On the face of it Optus's change in how it applies its charges for timed calls from fixed home phones is of little consequence. Indeed, any Optus customer with a niggling doubt might find comfort in Optus's assurance that the changes "will make it easier for our customers to understand their fixed telephony plan".
From July 18 Optus has moved its charging from per second to per 30 seconds for national (STD) calls, what it calls community calls, and calls from home phones to mobiles. International calls moved from per second to per 60 seconds.

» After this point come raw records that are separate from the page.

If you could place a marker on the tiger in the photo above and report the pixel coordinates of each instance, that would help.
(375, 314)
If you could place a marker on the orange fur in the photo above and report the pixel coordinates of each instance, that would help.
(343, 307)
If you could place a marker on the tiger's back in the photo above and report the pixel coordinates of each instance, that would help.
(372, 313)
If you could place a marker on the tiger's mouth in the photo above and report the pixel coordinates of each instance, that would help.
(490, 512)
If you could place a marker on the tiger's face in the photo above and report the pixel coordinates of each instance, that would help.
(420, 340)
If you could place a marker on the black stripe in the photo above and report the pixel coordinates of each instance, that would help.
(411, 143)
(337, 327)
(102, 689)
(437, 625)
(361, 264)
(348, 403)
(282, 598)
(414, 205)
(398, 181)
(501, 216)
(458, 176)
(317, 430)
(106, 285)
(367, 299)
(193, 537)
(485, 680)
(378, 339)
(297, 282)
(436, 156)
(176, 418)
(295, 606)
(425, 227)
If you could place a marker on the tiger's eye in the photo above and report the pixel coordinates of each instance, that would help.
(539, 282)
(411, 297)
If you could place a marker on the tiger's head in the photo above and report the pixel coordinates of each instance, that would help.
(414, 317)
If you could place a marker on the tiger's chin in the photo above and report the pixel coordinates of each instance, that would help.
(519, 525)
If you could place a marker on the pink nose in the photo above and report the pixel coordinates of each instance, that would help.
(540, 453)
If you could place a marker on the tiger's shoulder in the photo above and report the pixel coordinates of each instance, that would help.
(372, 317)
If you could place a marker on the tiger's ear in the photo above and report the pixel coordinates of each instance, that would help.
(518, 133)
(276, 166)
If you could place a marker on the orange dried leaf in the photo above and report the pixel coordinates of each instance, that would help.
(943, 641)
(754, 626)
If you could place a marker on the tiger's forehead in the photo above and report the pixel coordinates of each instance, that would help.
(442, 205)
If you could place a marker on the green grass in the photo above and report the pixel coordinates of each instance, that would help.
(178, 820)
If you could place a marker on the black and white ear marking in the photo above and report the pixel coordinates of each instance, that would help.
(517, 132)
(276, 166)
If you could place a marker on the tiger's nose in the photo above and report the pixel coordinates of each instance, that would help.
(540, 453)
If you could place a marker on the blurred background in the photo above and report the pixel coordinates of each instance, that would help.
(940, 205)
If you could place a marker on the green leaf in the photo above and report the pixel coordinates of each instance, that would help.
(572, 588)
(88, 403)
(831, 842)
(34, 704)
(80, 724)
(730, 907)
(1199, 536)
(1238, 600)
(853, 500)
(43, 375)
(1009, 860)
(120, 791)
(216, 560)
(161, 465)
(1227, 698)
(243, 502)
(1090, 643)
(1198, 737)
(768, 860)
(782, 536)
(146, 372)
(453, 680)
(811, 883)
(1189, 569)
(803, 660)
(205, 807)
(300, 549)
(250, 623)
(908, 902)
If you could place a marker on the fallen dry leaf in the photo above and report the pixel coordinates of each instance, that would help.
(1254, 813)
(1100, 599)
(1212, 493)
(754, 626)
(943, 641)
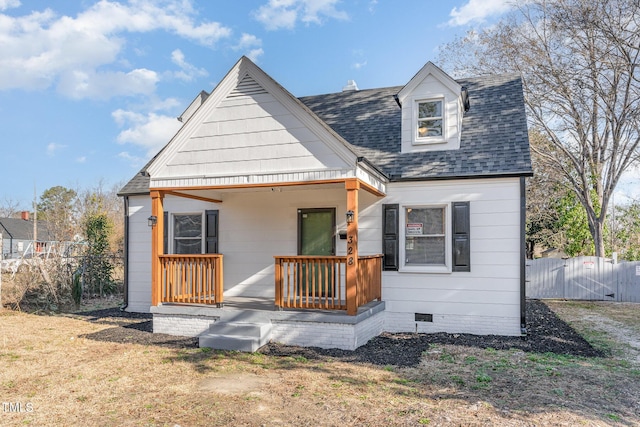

Optus has retained the same rate, as in 40 cents per 30 seconds for some calls, but instead of applying that rate at 1.3 cents per second it is rounding up all timed calls to the next 30-second increment to incur the full 30-second charge. This means that 29 in 30 timed calls will cost more, and in the case of international calls that is 59 in 60 calls.
What makes this especially lucrative for Optus is that a substantial and increasing proportion of calls are less than 30 seconds long, thanks to the phone companies' passion for flagfall-claiming voicemail and answering services. If you labour over a pencil and paper, as I have, you'll see that Optus has doubled the number of seconds that are charged in these calls of less than 30 seconds.
As well, there's an increased bonus in these machine-answered calls, and all others, because Optus has increased flagfall from 35 cents to 45 cents. Now a person hanging up on a machine-answered call will pay for 30 seconds instead of, say, three seconds. In such a call the cost increases from 39 cents to 85 cents!
In my column in The Herald today I make the point that young people especially tend not to consider the charging rate for calls when they enter contracts with what sound like generous allowances of so-called free calls each month. Pay $100 a month and get $200 worth of free calls! The $200 worth of calls might not be worth much at all in the way of calls, but that's something most people would not find out until they'd signed up.
In its letter telling customers of the new charging system Optus even assures them that "the included call value" on their plan remains unchanged! Unchanged even though calls cost substantially more and will exhaust the call allowance sooner!
Optus, by the way, is not the only phone company to move from per-second charging to 30-second and 60-second blocks - Telstra did much the same early last year.
Despite the carefully worded letter of disclosure, I see the change as increasing prices by stealth, as Optus taking its customers for suckers. So many of us are indeed suckers in the face of the phone industry's marketing that I believe transparency will be increasingly smothered by complexity so deliberate it amounts to obfuscation. Has that been your experience?